“Kendine Veremediklerini Dışarıda Aramak”
İnsan çoğu zaman kendine bile itiraf edemediği bir arayışın içinde olur.
Dışarıdan bir ilgi bekler, biri fark etsin ister, biri “Sen değerlisin” desin diye içten içe umut eder.
Ama asıl mesele, o ilgiye, o değere, o sevgiye zaten içten bir açlık duymamızdır.
Çünkü dışarıdan ne bekliyorsak, aslında kendimize onu veremiyoruzdur.
Birinden anlayış bekleriz ama kendimize karşı acımasızızdır.

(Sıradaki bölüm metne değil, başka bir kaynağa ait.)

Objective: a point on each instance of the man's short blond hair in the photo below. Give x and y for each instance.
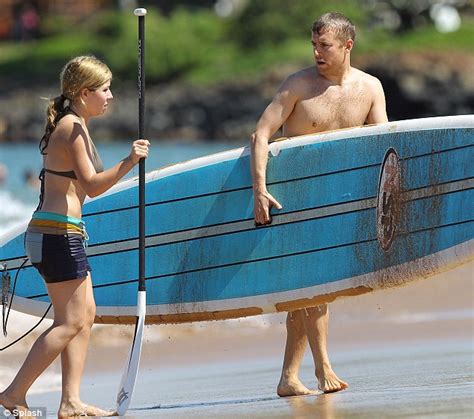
(342, 26)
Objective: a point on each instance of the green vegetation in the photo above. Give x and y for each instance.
(201, 48)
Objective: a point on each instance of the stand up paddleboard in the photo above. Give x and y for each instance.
(363, 209)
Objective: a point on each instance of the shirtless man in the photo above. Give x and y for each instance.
(328, 96)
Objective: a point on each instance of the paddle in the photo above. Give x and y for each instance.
(130, 373)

Biri bize sabırla yaklaşsın isteriz ama kendi iç sesimiz sürekli yargılar.
Biri bizi sevsin isteriz ama kendi varlığımıza bile mesafeliyizdir.

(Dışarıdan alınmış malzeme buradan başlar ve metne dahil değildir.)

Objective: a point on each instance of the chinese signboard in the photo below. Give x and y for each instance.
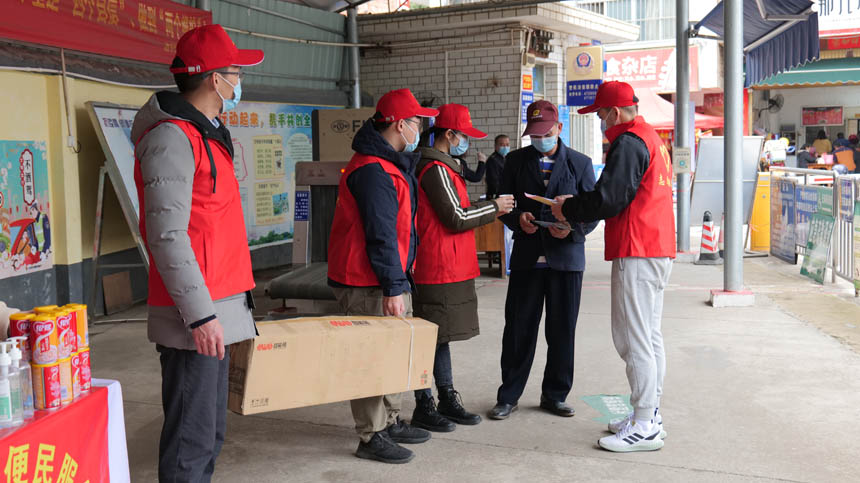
(25, 229)
(651, 69)
(817, 247)
(268, 140)
(584, 74)
(822, 116)
(838, 17)
(62, 446)
(136, 29)
(782, 219)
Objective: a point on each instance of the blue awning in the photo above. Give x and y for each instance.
(777, 45)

Dış dünya, iç dünyanın yankısıdır aslında.
Ne eksikse içeride, dışarıda onun peşine düşeriz.
Ama ne zaman ki dönüp içeri bakarız, ne zamanki o sevgiyi, değeri, ilgiyi önce kendimize veririz…
O zaman dışarıdaki dünya da değişmeye başlar.
Artık onay aramayız, görülme çabamız azalır.
Çünkü kendimizi görmeye, kendimizi duymaya başlamışızdır.
Kendine veremediklerini dışarıdan beklemek, kendi kalbini kapının önünde bırakmak gibidir.
Oysa kapıyı açtığında, aradığın her şey orada,
İçinde bekliyordur seni.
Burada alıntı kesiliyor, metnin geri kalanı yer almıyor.